Jadi, satu kesimpulan yang kita bisa lihat di sini adalah, “Hell is not a doctrine used to frighten unbelievers.” Ini yang dikatakan Burner dan saya kutip sebagai kesimpulan dan menjadi bahan renungan kita semua. Jadi neraka itu bukan satu doktrin yang dipakai untuk membuat orang-orang tak percaya takut. Bukan itu. “It is a doctrine used to warn those who think themselves believers.” Ini adalah doktrin untuk mengingatkan mereka yang berpikir bahwa mereka sendiri itu adalah umat percaya. Neraka adalah hukumannya. Justru untuk siapa diberitakan? Untuk orang yang pikir mereka umat percaya. Dan pada bagian ini, ayat 13, Yesus berkata kepada perwira itu, “Pulanglah dan jadilah kepadamu seperti yang engkau percaya.” Maka pada saat itu juga sembuhlah hambanya. Jadi kita melihat di bagian terakhir ini ditutup dengan satu pernyataan otoritas Kristus sebagai Tuhan dan menjadi jawaban dari petisi centurion yang tidak layak itu, yang marginal itu secara kasta sosial masyarakat orang Yahudi. Tetapi mereka inilah yang dicari, yang dimenangkan oleh Tuhan, merekalah digambarkan domba terhilang itu. Oleh sebab itu fokus gereja itu bukan hanya menggembalakan yang di dalam. Tentu kita bersyukur kalau umat Tuhan datang ke sini dan kita menggembalakan, menumbuhkan iman kita. Mungkin ada yang dari pindah kota, beda gereja datang, di satu sisi kita bersyukur, tapi panggilan kita bukan hanya di dalam.
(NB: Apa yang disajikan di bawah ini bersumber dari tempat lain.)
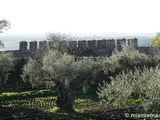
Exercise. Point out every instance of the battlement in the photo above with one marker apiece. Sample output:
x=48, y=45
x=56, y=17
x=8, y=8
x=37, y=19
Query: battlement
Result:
x=91, y=44
x=102, y=47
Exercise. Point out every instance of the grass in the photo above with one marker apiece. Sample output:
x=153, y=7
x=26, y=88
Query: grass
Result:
x=42, y=105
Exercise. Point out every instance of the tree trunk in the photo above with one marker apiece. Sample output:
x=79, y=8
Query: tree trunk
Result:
x=0, y=94
x=65, y=99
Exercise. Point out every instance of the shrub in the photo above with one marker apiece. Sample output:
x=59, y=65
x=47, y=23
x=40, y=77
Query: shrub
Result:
x=65, y=73
x=127, y=58
x=143, y=83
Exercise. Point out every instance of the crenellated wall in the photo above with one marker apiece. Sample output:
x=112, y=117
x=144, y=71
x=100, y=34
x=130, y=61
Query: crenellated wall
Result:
x=100, y=47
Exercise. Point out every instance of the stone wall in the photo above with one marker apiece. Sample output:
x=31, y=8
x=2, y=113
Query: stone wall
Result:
x=99, y=47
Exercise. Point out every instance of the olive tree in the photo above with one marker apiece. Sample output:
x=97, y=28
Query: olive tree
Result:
x=62, y=72
x=4, y=25
x=6, y=64
x=155, y=40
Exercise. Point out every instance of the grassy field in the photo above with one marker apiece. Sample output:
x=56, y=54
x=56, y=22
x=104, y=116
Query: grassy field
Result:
x=41, y=105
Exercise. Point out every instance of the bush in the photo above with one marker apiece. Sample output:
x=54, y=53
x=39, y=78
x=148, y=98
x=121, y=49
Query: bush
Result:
x=155, y=41
x=127, y=58
x=125, y=88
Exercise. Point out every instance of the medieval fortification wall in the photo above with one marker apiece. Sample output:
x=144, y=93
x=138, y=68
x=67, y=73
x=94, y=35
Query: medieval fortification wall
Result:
x=104, y=47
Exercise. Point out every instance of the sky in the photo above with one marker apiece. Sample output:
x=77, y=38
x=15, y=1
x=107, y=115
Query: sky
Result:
x=81, y=16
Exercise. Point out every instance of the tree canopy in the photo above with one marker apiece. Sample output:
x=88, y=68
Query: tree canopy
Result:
x=62, y=72
x=4, y=25
x=155, y=41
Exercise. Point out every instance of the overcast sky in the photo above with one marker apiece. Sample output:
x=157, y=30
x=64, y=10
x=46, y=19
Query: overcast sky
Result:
x=81, y=16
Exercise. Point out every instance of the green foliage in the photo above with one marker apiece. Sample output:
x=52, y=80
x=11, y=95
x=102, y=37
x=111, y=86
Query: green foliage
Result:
x=4, y=25
x=155, y=41
x=127, y=58
x=6, y=64
x=145, y=83
x=33, y=73
x=61, y=69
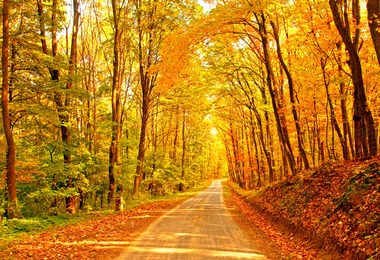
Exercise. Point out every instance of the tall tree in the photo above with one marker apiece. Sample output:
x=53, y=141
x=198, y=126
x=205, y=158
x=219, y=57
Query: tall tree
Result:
x=373, y=11
x=11, y=151
x=365, y=136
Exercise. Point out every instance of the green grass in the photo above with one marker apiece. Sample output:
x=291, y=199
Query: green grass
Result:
x=13, y=229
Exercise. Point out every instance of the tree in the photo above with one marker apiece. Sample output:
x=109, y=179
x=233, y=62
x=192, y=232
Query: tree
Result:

Panggilan kita juga keluar. Dan di dalam konteks ini, Tuhan Yesus bertemu perwira ini di mana? Di jalan. Di luar. Berarti apa? Ini juga menjadi satu gambaran ya untuk kita juga melihat ada orang-orang yang ada di sekitar kita, mungkin itu rekan kerja, mungkin itu sesama mahasiswa, mungkin itu orang yang kita kenal – inilah orang-orang yang perlu dimenangkan. Kita perlu bergerak, bukan dalam konteks KKR Regional. KKR itu memang kita pergi ke luar, tapi juga tetap melayani orang-orang yang di dalam, mengapa? Karena yang dikumpulkan adalah orang-orang Kristen yang diinjili kembali, itu konteksnya. Tapi yang kita bisa renungkan adalah bagian kita sendiri yang perlu menjadi berkat, menjangkau orang yang terhilang, di dalam konteks belas kasihan Tuhan.
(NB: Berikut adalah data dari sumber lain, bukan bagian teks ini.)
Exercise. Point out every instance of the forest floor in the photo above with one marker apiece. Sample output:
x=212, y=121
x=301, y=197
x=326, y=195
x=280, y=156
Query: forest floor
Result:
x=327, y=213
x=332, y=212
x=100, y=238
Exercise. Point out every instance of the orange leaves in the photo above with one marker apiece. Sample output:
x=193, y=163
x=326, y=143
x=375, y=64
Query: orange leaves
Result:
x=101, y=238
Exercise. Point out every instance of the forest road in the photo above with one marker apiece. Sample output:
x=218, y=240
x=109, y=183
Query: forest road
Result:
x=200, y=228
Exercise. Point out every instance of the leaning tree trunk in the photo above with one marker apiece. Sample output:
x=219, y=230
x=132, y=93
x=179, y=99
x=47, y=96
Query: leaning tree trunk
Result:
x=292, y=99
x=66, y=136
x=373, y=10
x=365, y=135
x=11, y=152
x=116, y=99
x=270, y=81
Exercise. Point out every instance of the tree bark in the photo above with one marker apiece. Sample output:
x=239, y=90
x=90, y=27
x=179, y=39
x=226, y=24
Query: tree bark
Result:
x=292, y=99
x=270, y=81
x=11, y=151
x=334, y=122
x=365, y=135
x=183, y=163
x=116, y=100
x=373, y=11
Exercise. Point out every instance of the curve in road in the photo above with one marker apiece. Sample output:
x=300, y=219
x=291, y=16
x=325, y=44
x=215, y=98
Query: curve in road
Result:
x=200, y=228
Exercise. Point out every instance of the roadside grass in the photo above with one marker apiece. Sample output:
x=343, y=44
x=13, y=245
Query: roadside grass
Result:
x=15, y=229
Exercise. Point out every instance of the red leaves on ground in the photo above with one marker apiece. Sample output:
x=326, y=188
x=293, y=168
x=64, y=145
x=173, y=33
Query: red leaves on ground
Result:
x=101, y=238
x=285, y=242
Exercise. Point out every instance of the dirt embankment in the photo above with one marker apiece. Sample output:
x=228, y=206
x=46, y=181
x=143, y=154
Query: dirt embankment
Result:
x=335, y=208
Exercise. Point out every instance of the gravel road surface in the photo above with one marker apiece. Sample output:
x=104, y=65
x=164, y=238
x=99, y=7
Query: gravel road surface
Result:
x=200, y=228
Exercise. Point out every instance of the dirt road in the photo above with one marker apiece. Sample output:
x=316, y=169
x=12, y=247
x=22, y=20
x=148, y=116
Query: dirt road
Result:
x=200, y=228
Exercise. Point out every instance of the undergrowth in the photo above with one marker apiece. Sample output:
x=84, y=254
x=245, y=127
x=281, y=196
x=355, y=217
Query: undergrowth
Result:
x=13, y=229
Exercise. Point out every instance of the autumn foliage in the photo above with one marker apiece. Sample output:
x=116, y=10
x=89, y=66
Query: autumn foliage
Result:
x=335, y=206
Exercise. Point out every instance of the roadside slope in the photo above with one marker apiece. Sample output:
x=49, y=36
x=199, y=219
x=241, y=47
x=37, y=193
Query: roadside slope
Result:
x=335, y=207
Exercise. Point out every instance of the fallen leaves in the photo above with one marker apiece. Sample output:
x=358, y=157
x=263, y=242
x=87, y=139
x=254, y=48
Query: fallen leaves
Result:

Biarlah Bapak, Ibu, Saudara sekalian, hati kita digerakkan sekali lagi untuk datang kepada Tuhan, meminta pertolongan Tuhan. Dan pada akhirnya kita punya hidup yang boleh jadi berkat dan senantiasa terpukau oleh kedalaman firman dan setiap hari diperlengkapi dengan membaca firman, sehingga kita kaya dalam kontes spiritual, dan kita boleh memberkati banyak orang.